Tuesday, February 9, 2010

Giving Credit Where Credit is Due

Randall: When the rebels blew up the first Death Star...


Dante: Luke Skywalker. I like giving credit where credit is due.


- Clerks


Not that there was a ton of success for the Orioles in 2009 but I was curious where the credit was due. Andy MacPhail has remade the Orioles in his image since he arrived in 2007 but how much and how successfully? Which GMs made the trades, signings and draft picks that shaped the Orioles in 2009?

I decided to measure it in terms of WAR for 2009 only. Here's the snapshot for the hitters.



Batting
                          WAR
MacPhail                  7.0
Duquette\Flanagan         2.5
Beattie\Flanagan          3.1
Frank Wren                3.4



As expected, MacPhail is responsible for much of the good play in 2009 led by Adam Jones, Luke Scott and Felix Pie. Lou Montanez and Ty Wigginton did not help his cause.
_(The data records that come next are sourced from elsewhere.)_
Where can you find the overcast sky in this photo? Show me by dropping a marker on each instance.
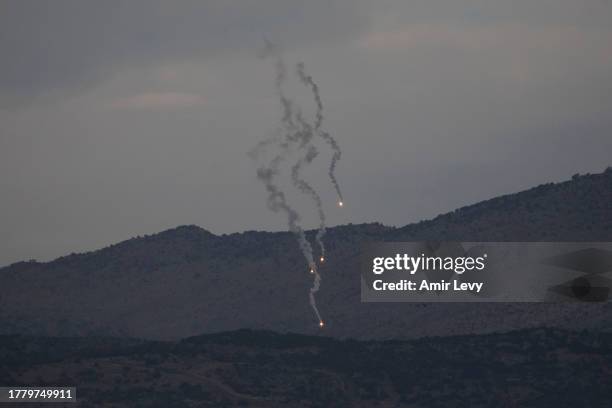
(124, 118)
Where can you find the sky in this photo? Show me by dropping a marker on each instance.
(120, 119)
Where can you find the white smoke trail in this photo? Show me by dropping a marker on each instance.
(337, 153)
(277, 202)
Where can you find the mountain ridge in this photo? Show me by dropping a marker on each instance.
(187, 280)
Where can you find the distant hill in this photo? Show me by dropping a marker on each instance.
(528, 368)
(187, 281)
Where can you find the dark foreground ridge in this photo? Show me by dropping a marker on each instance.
(535, 368)
(187, 280)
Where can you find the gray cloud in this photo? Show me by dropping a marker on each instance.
(65, 44)
(436, 103)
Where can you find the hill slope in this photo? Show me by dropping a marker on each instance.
(540, 367)
(186, 280)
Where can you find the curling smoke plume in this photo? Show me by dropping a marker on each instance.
(297, 134)
(308, 81)
(307, 189)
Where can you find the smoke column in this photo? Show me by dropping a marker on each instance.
(267, 173)
(307, 189)
(308, 81)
The Jim Beattie/Mike Flanagan combo was responsible for Nick Markakis and Nolan Reimold. The Jim Duquette/Flanagan combo was aided by the drafting of Matt Wieters, one of the last things they did before getting dismissed. Without it, they would be responsible for only 0.6 WAR from the offense less than two years after being dismissed. Frank Wren will always have Brian Roberts.

The pitching:

Pitching
                          WAR
MacPhail                  4.5
Duquette\Flanagan         1.8
Beattie\Flanagan          0.7
Syd Thrift                0.5


Here's where MacPhail really shines. What little success the O's had on the mound can be attributed to him even with Brian Bass and Alfredo Simon pulling things down. Koji Uehara, George Sherrill and Brian Matusz lead the way on the positive side.

Duquette and Flanagan found Jeremy Guthrie and drafted Jason Berken. They also signed Danys Baez and Jamie Walker. Beattie/Flanagan drafted Brad Bergesen but got pulled down by David Hernandez, Bob McCrory and Rad Liz. Syd Thrift is living on Jim Johnson.

MacPhail obviously has an advantage as he has way more players contributing than the others. A breakdown of WAR per player:

WAR/Player
MacPhail                .44
Duquette\Flanagan       .53
Beattie\Flanagan        .48


But this is also skewed a bit since players who don't produce don't last long. MacPhail's guys are still working things out.

What's the conclusion? Probably nothing to be learned here...yet. MacPhail has added impact players to the previous regimes (previous GMs added Markakis, Wieters, Roberts, Bergesen, Reimold) with Jones, Pie, Scott, Matusz, even the glove of Cesar Izturis. But, unsurprisingly, the key will be the young arms and how many pan out to be even average MLB starters.